AutoML is an enhanced machine learning service that is provided by Platform for AI (PAI). It integrates multiple algorithms and distributed computing resources. If you use AutoML, you do not need to write code. You can create experiments to fine-tune model hyperparameters and improve the efficiency and performance of machine learning. This topic describes how to create an experiment.
Background information
How AutoML works:
An experiment generates multiple hyperparameter combinations based on the configured algorithm. The experiment creates a trial for each hyperparameter combination. Each trial may correspond to one Deep Learning Containers (DLC) task or one or more MaxCompute tasks. The task type varies based on the execution configuration of the experiment. The system runs a trial based on the configured task. The experiment schedules and runs multiple trials and compares the results of these trials to find the optimal hyperparameter combination. For more information about how AutoML works, see How AutoML works.
Prerequisites
The permissions required to use AutoML are granted to your account. This prerequisite must be met if you use AutoML for the first time. For more information, see Grant permissions that are required to use AutoML.
A workspace is created. For more information, see Create a workspace.
The following operations are performed before you create a DLC task:
The permissions required to use DLC are granted to your account. For more information, see Grant the permissions that are required to use DLC.
A resource group is prepared. For more information about how to prepare a public resource group or a dedicated resource group for general computing resources, see Create a resource group and purchase general computing resources. For more information about how to prepare a Lingjun resource group, see Lingjun resource quotas.

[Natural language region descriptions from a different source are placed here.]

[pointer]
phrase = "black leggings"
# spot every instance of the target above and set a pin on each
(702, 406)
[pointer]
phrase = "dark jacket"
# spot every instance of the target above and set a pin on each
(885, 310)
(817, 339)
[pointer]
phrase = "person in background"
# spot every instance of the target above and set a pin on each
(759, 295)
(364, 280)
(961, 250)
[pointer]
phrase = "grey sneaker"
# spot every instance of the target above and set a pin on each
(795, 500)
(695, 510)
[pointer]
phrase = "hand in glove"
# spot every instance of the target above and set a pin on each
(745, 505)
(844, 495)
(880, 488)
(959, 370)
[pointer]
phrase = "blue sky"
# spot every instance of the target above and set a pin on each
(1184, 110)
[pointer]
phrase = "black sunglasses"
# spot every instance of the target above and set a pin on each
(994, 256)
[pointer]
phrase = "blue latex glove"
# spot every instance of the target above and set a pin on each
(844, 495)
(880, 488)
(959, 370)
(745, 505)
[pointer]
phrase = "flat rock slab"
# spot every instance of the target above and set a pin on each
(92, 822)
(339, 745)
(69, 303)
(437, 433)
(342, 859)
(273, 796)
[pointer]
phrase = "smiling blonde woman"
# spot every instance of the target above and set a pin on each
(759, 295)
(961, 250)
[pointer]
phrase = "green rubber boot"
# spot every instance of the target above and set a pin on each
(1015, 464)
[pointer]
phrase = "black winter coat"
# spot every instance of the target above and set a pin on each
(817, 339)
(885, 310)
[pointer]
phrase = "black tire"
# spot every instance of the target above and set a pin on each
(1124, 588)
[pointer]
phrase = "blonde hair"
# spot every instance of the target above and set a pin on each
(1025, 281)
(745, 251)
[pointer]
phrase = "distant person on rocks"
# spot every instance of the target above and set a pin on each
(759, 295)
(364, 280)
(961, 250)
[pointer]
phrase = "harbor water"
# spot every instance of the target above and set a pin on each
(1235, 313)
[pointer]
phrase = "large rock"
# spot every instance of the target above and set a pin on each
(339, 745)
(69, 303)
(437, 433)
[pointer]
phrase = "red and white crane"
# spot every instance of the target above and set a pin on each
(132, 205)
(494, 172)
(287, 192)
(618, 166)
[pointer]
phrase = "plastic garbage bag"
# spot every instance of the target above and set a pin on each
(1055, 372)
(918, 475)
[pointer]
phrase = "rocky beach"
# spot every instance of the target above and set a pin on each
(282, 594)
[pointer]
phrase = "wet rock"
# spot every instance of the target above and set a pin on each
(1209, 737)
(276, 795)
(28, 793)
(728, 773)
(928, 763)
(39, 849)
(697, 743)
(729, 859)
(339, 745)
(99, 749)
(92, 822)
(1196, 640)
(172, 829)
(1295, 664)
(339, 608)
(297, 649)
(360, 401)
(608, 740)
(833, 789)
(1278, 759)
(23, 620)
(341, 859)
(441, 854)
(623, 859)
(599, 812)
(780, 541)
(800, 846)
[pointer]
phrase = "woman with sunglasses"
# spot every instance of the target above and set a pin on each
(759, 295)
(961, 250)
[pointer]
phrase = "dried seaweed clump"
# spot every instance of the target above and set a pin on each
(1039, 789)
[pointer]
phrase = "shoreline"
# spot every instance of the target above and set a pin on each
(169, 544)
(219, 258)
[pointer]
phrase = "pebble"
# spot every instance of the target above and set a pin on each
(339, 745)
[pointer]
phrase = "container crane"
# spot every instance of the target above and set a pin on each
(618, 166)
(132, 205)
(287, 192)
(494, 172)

MaxCompute resources are prepared and associated with the created workspace. This prerequisite must be met if you want to create a MaxCompute task. For more information, see MaxCompute resource quotas.
Procedure
Go to the AutoML page.
Log on to the PAI console.
In the left-side navigation pane, click Workspaces. On the Workspaces page, click the name of the workspace that you want to manage.
In the left-side navigation pane, choose
.
On the AutoML page, click Create Experiment.

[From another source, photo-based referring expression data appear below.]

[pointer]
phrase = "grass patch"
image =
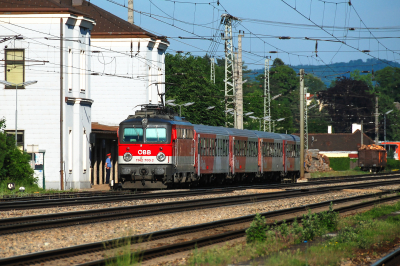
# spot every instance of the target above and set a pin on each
(354, 233)
(30, 189)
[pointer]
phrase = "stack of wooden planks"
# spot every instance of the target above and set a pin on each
(315, 162)
(372, 147)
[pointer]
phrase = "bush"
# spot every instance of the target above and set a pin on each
(14, 163)
(392, 164)
(256, 231)
(340, 163)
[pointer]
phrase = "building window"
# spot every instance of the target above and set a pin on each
(70, 61)
(84, 152)
(83, 71)
(20, 137)
(70, 151)
(15, 66)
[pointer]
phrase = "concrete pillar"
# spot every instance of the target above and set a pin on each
(101, 162)
(95, 172)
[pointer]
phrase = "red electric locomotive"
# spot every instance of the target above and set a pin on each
(158, 149)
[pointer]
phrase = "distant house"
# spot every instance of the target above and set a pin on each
(338, 145)
(109, 66)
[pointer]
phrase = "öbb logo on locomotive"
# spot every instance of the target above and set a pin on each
(159, 149)
(144, 152)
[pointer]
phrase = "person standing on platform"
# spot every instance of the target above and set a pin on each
(108, 168)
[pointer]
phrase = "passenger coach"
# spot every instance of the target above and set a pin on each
(158, 149)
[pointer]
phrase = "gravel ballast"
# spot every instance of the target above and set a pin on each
(28, 242)
(19, 213)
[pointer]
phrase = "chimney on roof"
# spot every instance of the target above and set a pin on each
(77, 2)
(354, 127)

On the Create Experiment page, configure the parameters.
Parameters in the Basic Information section
Parameter
Description
Name
The name of the experiment. You can specify this parameter as prompted.
Description
The brief description of the experiment that you want to create. The description is used to distinguish between different experiments.
Visibility
The visibility of the experiment. Valid values:
Visible to Me: The experiment is visible to your account and the administrator in the current workspace.
Visible to Current Workspace: The experiment is visible to all users in the workspace.

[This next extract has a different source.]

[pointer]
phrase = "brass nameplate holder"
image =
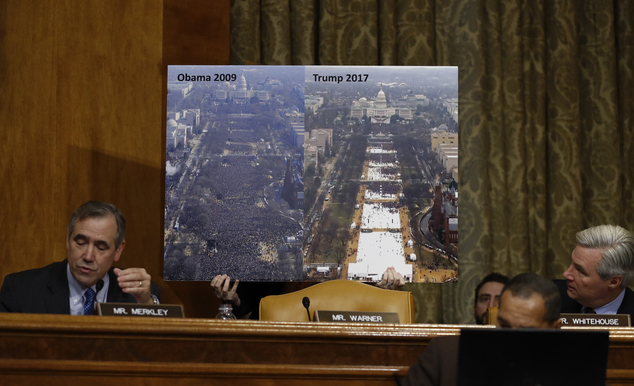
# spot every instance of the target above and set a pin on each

Parameters in the Execution Configurations section
Job Type: the execution environment of the trial. You can select DLC or MaxCompute.
DLC: DLC tasks are executed for hyperparameter fine-tuning. For more information about DLC tasks, see Submit training jobs.
MaxCompute: SQL commands or PAI commands of Machine Learning Designer components are run by consuming MaxCompute computing resources to perform hyperparameter fine-tuning. For more information about Machine Learning Designer components and the PAI commands supported by each component, see Component reference: Overview of all components.
DLC
If you select DLC for Job Type, configure the following parameters.
Parameter
Description
Framework
The supported framework. Valid values:
Tensorflow
PyTorch
Datasets
The datasets that you prepared. For more information about how to configure datasets, see Create and manage datasets.
Code
The repository where the code file of the task is stored. In this example, you must specify the repository of the code file that you prepared. For more information about the configuration method, see Code builds.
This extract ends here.